Emotionally Focused Therapy (EFT)

Emotionally Focused Therapy views family conflict as hurtful interactions resulting from the desire to be close. Therapists specializing in EFT don’t believe poor communication or poor parenting is the major cause of struggle. Instead, family members struggle because they don’t feel their bond is secure.

Key concepts of EFT include:

  • Understanding negative cycles
  • Strengthening listening skills
  • Helping children connect with their parents

The goals of EFT include reframing family distress and meeting attachment needs.

Cognitive-Behavioral Family Therapy (CBFT)

Cognitive-behavioral Family Therapy is a popular treatment approach focusing on current thoughts and behaviors, not the past. CBFT helps clients recognize how negative thought patterns influence their behavior while giving them tools to adopt more positive thinking and behavior.

Techniques used in CBFT include:

  • Psychoeducation – Explaining the role that thoughts and emotions play in behavior
  • Cognitive Restructuring – Identifying unhelpful thoughts so they can be modified
  • Behavioral Activation – Encouraging the family to take part in rewarding activities together
  • Communication Skills Training – Teaching skills such as assertiveness, active listening, and conflict resolution
  • Problem-Solving Training – Teaching family members how to identify problems and find solutions
  • Relaxation Techniques – Showing the family techniques that can help reduce stress and anxiety
  • Exposure and Response Prevention – Exposing family members to what they fear while keeping them engaged

Cognitive-behavioral family therapy aims to lower conflict and increase family bonds.

Bowenian Family Systems Therapy

Bowenian Family Systems Therapy is one of the lesser-known family therapy techniques. Psychiatrist Murray Bowen developed this approach, suggesting problematic behavior patterns are passed down through generations.

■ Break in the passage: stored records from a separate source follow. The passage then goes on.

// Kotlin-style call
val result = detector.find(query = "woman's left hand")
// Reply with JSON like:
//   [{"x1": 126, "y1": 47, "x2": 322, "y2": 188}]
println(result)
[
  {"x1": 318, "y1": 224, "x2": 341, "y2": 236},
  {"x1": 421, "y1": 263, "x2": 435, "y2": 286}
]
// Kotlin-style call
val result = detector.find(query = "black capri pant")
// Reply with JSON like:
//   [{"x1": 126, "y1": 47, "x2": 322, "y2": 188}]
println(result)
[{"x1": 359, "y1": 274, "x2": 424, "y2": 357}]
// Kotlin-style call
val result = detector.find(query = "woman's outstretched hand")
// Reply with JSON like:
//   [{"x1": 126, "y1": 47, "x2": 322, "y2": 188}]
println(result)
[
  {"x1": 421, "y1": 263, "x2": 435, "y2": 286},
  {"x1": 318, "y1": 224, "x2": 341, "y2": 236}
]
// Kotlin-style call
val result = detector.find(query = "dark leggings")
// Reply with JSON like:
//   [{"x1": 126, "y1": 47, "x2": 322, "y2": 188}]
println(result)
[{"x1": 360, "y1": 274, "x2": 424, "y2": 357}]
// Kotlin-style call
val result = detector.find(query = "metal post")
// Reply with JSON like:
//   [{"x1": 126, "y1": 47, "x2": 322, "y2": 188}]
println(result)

Techniques applied in Bowenian Family Systems Therapy include:

  • Genograms – Visual mapping of family history and behavioral information
  • Differentiating Emotions – Helping family members see their emotions within the family unit
  • I-Statements – A communication technique that highlights the needs of the speaker
  • Triangles – A symbol of family stability that helps to create support and healthy balance
  • Intergenerational Patterns –Identifying persistent patterns between generations
  • Normalizing Challenges – Preparing clients to face future challenges outside of therapy

The main goal of Bowenian Family Therapy is to break harmful patterns and develop healthy individuality among family members.

Paying for Treatment

Before making an appointment, most people want to know if family therapy covered by insurance. In most cases, the answer is yes. Most major insurance providers are required by law to provide at least some coverage for mental health services. Factors that affect your insurance coverage include your area, which services you’re receiving, and your individual insurance policy.

Coverage amounts are higher for in-network providers, which are therapists or clinics that accept payment from your insurer. Having out-of-network insurance does not automatically disqualify you from seeing the therapist of your choice, but your out-of-pocket expenses may be higher.

Verifying your insurance coverage is simple. Most providers will verify your policy for free if you ask. For more information, call your insurance agent or the office of the counselor you’re considering seeing.

If you don’t have insurance for family therapy, some clinics provide sliding scale fees and lower rates for families with lower incomes. You might also be eligible for an employee assistance program. Asking the therapist’s office or your employer about these benefits.

Finding the Right Family Therapist

Effective therapy begins with finding the right therapist for your family. Remember that even a highly skilled and recommended therapist may not be right for your family.

Tips for finding a mental health professional include:

  • Consider credentials and specializations
  • Ask friends for recommendations
  • Ask your doctor for a referral
  • Research and interview potential therapists
  • Assess candidates for compatibility and their therapeutic approach

Don’t discount therapy if the first therapist you meet with isn’t a good fit. The right help for you is out there.